Recently, a friend asked me what I find so compelling about the coaching experience, and I found myself pondering this simple but powerful question. After some introspection, I came up with an answer that surprised me a bit: I find coaching compelling in part because it reminds me so much of rowing.
Let me explain. I was a three-sport high school athlete but really wasn’t good enough in any of those sports (soccer, track, swimming) to compete at the collegiate level. When I got to campus freshman year, I walked on to the freshman lightweight crew and never looked back. Rowing became a formative, meaningful part of my college experience, and I am still very close to many of my teammates and coaches 40 years later. But what does that have to do with professional and personal coaching? I believe there are five important parallels between this kind of coachin and rowing, starting with focus.
Focus
Anyone who has ever rowed competitively has heard some version of “eyes in the boat!” from a coach or coxswain. To row well requires a supreme focus on what’s happening in the now, and a focus on what you can control and influence. Looking over to see where the other crew is does nothing but take you out of the rhythm of your own boat. In college, the requirement to staying focused within the boat became a sort of sanctuary for me from my academic pressures. For the 1-2 hours per day I was participating in the sport, I simply could not think about school. It was a kind of active meditation.
Coaching feels the same to me. When I am working with a client, I know that being a great coach means being supremely present, attentive and available. No texts or emails, no multitasking during coaching sessions. For that hour session, it’s like I and my client are the only people on Earth. That intense focus brings me back to being on the river early in the morning, rowing with purpose and extreme attention to detail. It feels holy. Without that focus, without deep listening and observation, I am not connected mind and spirit with my client and cannot serve them the way I aspire to.
Flow
Rowers are obsessed with a concept called “swing”. It’s a feeling that is elusive and constantly sought after, a sublime melding of effort, skill and intent of everyone in the boat. When it happens, everyone in the boat knows it, and the rowing seems easier, better, and faster. If the crew loses focus, even for a second, swing is lost. Crews that train together a lot and trust each other can achieve swing more consistently than crews that are thrown together, even if they are individually talented rowers.

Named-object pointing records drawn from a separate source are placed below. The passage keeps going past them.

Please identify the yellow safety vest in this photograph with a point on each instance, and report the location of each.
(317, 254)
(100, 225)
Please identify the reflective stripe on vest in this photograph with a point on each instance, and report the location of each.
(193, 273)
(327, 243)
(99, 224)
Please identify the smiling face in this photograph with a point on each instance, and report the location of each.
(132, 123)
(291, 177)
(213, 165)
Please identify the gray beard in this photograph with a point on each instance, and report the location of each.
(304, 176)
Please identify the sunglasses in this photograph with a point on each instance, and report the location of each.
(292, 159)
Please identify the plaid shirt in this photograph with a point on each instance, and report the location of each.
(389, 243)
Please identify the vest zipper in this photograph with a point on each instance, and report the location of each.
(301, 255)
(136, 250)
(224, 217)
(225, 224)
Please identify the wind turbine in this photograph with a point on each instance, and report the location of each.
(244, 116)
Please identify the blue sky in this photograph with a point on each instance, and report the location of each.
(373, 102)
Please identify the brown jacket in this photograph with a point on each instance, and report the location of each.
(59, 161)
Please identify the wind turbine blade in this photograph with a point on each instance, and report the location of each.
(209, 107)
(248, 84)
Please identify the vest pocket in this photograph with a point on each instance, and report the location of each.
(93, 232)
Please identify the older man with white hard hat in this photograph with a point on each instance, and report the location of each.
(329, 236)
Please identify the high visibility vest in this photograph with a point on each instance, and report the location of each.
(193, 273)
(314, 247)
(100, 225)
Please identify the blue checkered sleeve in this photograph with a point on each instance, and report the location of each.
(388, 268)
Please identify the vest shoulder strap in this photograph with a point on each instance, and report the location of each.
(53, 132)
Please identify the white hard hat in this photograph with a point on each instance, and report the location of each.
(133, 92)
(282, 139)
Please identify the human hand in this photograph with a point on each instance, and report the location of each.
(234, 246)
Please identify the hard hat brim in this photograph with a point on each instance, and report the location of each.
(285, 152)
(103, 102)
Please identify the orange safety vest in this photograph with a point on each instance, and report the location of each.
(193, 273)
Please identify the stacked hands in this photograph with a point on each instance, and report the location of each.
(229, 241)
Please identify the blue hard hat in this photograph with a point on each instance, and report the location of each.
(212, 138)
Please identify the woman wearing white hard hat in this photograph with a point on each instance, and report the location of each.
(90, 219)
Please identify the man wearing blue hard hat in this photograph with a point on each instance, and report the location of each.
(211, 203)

Coaching has parallels. Coaches are trained to “dance in this moment”, to listen intently to what the client is saying, but also to observe how the client is speaking and acting and what is not being said, and to choose when and how to respond, interject or intervene – to be very present to what is happening right now and respond to that stimulus, not to some master plan or structured checklist. When this happens, there is a state of flow between coach and client that feels, in spirit, like a boat with amazing swing. It’s effortless, effective and meaningful. Both coach and client feel very alive and engaged. There is a resonant energy that infuses the conversation and moves the coaching forward.

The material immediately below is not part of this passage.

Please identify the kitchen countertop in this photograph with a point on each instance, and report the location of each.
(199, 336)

Self-Management and Attunement to Others
One of the challenges for novice rowers is the need to simultaneously manage oneself with the equally compelling need to be aware of all the others in the boat. There are a series of implicit or explicit questions running through a rower’s mind at all times: will I be able to row this hard for the next 4 minutes? Is my form as good as it needs to be? How motivated am I right this second? Am I making the right tradeoffs between brute force and technical skill right now? These inner voices, some allies and some saboteurs, need to be channeled to stay focused on rowing well. At the same time, rowing well requires extreme awareness of what everyone else in the boat is doing, matching their timing and form precisely so that all are moving in perfect unison. Proprioception, that sixth sense of movement and where one’s body is in space, is vital. Rowing requires keen and continuous observation of one’s crewmates, as well as attention to the coxswain’s encouragements and directions. It requires the rower to let go of his or her ego, preferences, and opinions for the collective good and be absolutely present in the moment.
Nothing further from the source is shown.